J.P. Higgins, J.M. Elliott and T.B. Parrish
American Journal of Neuroradiology June 2020, 41 (6) 994-1000; DOI: https://doi.org/10.3174/ajnr.A6569
Abstract
BACKGROUND AND PURPOSE: Whiplash-associated disorders frequently develop following motor vehicle collisions and often involve a range of cognitive and affective symptoms, though the neural correlates of the disorder are largely unknown. In this study, a sample of participants with chronic whiplash injuries were scanned by using resting-state fMRI to assess brain network changes associated with long-term outcome metrics.

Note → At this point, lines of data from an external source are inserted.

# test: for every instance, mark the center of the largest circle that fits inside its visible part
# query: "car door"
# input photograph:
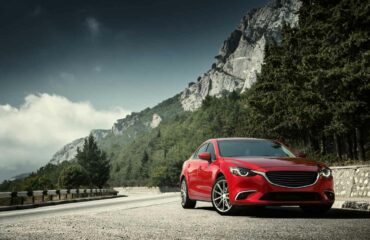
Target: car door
(193, 168)
(205, 174)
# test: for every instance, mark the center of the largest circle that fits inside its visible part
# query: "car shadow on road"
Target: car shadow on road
(294, 212)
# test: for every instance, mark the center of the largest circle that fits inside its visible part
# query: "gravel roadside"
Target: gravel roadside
(167, 220)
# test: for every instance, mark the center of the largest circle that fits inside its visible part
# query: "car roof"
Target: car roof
(237, 138)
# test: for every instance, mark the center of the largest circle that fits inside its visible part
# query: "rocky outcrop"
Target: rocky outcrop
(69, 151)
(242, 54)
(238, 62)
(156, 120)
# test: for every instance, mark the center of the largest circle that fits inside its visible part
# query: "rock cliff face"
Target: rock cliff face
(69, 151)
(238, 62)
(241, 55)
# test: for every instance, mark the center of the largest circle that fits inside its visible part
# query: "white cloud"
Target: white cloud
(32, 133)
(93, 25)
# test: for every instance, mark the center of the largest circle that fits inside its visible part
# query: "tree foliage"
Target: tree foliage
(94, 161)
(73, 176)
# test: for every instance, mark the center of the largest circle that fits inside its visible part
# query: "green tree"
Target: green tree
(94, 161)
(73, 176)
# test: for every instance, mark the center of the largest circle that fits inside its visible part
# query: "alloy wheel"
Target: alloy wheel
(183, 193)
(220, 196)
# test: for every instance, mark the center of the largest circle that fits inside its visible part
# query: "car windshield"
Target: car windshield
(252, 148)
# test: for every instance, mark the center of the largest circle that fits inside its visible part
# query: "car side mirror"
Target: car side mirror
(205, 156)
(300, 154)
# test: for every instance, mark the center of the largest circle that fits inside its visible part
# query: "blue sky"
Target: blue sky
(70, 66)
(131, 54)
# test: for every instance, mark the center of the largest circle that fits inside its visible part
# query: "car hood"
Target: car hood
(274, 163)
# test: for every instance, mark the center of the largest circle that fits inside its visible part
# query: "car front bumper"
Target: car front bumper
(258, 190)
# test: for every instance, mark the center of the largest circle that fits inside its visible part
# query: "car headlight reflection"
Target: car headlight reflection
(240, 171)
(326, 172)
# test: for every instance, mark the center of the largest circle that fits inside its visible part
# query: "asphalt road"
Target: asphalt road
(160, 216)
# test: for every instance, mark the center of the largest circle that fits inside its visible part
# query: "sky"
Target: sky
(70, 66)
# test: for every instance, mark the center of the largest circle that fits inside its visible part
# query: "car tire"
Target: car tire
(220, 197)
(186, 202)
(316, 209)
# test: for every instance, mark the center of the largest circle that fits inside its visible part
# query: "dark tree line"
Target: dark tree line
(314, 87)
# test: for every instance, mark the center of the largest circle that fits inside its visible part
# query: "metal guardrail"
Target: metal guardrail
(31, 197)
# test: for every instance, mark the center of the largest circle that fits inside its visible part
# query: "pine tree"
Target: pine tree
(94, 161)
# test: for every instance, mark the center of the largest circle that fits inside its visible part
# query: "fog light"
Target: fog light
(244, 195)
(330, 195)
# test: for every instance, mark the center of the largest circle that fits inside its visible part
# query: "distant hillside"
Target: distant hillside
(238, 62)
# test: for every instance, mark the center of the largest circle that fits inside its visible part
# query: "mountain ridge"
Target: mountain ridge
(238, 63)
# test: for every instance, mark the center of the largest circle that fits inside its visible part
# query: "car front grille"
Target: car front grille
(291, 196)
(292, 179)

MATERIALS AND METHODS: Resting-state fMRI was collected for 23 participants and used to calculate network modularity, a quantitative measure of the functional segregation of brain region communities. This was analyzed for associations with whiplash-associated disorder outcome metrics, including scales of neck disability, traumatic distress, depression, and pain. In addition to these clinical scales, cervical muscle fat infiltration was quantified by using Dixon fat-water imaging, which has shown promise as a biomarker for assessing disorder severity and predicting recovery in chronic whiplash.
RESULTS: An association was found between brain network structure and muscle fat infiltration, wherein lower network modularity was associated with larger amounts of cervical muscle fat infiltration after controlling for age, sex, body mass index, and scan motion (t = −4.02, partial R2 = 0.49, P < .001).
CONCLUSIONS: This work contributes to the existing whiplash literature by examining a sample of participants with whiplash-associated disorder by using resting-state fMRI. Less modular brain networks were found to be associated with greater amounts of cervical muscle fat infiltration suggesting a connection between disorder severity and neurologic changes, and a potential role for neuroimaging in understanding the pathophysiology of chronic whiplash-associated disorders.